Queen of Oranges, painting and screen print on glass by Mindy Weisel, 2012.

Queen of Oranges, painting and screen print on glass by Mindy Weisel, 2012.

Also prominent at Lorch’s gallery is the work of Berlin-based Wilken Skurk, whose cast-glass and metal sculp­tures include the highly archi­tec­­tonic Power, in patin­ated bronze and cast glass. The price is $55,000. “Many of Skurk’s larger examples are favored by collectors for their gardens,” says Lorch, who will take part in the inaugural Art and Design New York fair, which takes place May 8 to 11. He reports that Americans make up 20 percent of his client list.

Power, in cast glass and patinated bronze, by Wilken Skurk, 2008.

Power, in cast glass and patinated bronze, by Wilken Skurk, 2008.

In Paris, on the Right Bank, the Clara Scremini Gallery specializes in both contemporary glass and ceramics. Since opening in 1985, Scremini has sold more than eighty works to various museums, including the Musée des Arts Décoratifs, the Musée Guimet, the Corning Museum of Glass, the Musée de Design et d’Arts Appliqués Contemporains in Lausanne, Switzerland, and the Victoria and Albert Museum in London.

Kolosa in engraved blown glass by Gérald Vatrin, 2013.

Kolosa in engraved blown glass by Gérald Vatrin, 2013.

Scremini reports that her clients are attracted to the work of Gérald Vatrin who engraves geometric patterns on his blown glass, creating pieces that are a “totally new sculptural interpretation of glass.” Also at Scremini is glass by Hungarian GyÖrgy Gáspár, who lives in Budapest and creates geometric forms, many with a Day-Glo-like palette of magenta and brilliant blues and yellows. “Clients find that his sleek sculptures fit into their contemporary art collections as well as alongside period antiques,” Scremini says. Prices for his work run up to $17,000.

Lesley Kehoe Galleries in Melbourne, Australia, may seem an unlikely spot to attract American collectors. But 50 percent of Kehoe’s clients are from the States. “My collectors are seeking work beyond the routine multicolored vessels,” he says.

One artist he favors is Masahiro Asaka of Japan, whose ice-like glass with crystalline edges approaches abstract sculpture. “One collector of Masa has Francis Bacon paintings and both contemporary and antique Japanese lacquer, indicating how such glass complements a varied range of fine art and decorative arts,” Kehoe says.
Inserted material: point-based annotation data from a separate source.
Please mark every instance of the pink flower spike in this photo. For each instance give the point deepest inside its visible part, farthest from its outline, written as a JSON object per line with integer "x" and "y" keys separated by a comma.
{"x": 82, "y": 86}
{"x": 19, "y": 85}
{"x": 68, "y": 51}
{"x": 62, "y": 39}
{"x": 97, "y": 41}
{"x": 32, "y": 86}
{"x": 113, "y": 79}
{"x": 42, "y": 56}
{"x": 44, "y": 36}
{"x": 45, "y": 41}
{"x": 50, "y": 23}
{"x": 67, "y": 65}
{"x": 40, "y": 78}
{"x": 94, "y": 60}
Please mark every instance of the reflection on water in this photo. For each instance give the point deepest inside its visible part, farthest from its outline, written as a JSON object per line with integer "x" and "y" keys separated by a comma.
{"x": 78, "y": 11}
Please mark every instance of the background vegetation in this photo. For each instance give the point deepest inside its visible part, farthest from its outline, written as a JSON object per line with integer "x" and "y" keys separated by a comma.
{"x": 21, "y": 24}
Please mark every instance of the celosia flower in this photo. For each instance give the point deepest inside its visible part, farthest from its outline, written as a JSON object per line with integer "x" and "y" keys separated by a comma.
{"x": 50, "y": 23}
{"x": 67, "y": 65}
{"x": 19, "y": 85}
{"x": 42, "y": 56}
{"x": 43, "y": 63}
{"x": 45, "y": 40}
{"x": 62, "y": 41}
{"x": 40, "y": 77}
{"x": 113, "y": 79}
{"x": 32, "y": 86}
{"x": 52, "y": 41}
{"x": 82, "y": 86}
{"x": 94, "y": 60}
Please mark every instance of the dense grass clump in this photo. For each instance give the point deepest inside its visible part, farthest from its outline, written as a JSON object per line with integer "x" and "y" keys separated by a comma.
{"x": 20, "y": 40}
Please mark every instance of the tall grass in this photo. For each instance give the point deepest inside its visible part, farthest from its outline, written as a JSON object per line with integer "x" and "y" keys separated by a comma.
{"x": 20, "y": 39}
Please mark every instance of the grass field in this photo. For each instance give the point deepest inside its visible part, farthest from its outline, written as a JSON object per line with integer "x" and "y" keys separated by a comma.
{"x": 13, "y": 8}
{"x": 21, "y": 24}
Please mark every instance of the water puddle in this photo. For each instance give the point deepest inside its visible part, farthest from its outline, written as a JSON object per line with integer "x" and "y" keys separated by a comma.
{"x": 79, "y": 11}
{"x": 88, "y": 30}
Masa’s work is in the $25,000 range.

Surge 16.2 by Masahiro Asaka, 2012, in cold-worked cast glass.

Surge 16.2 by Masahiro Asaka, 2012, in cold-worked cast glass.

Mel Douglas is another artist who is pursued internationally, according to Kehoe. Her creations in blown black glass contrast matte and luster finishes achieved with stippling and engraving. Kehoe regularly takes part in Asia Week New York, Art Antiques Lon­don, and the Sydney Contemporary Art Fair.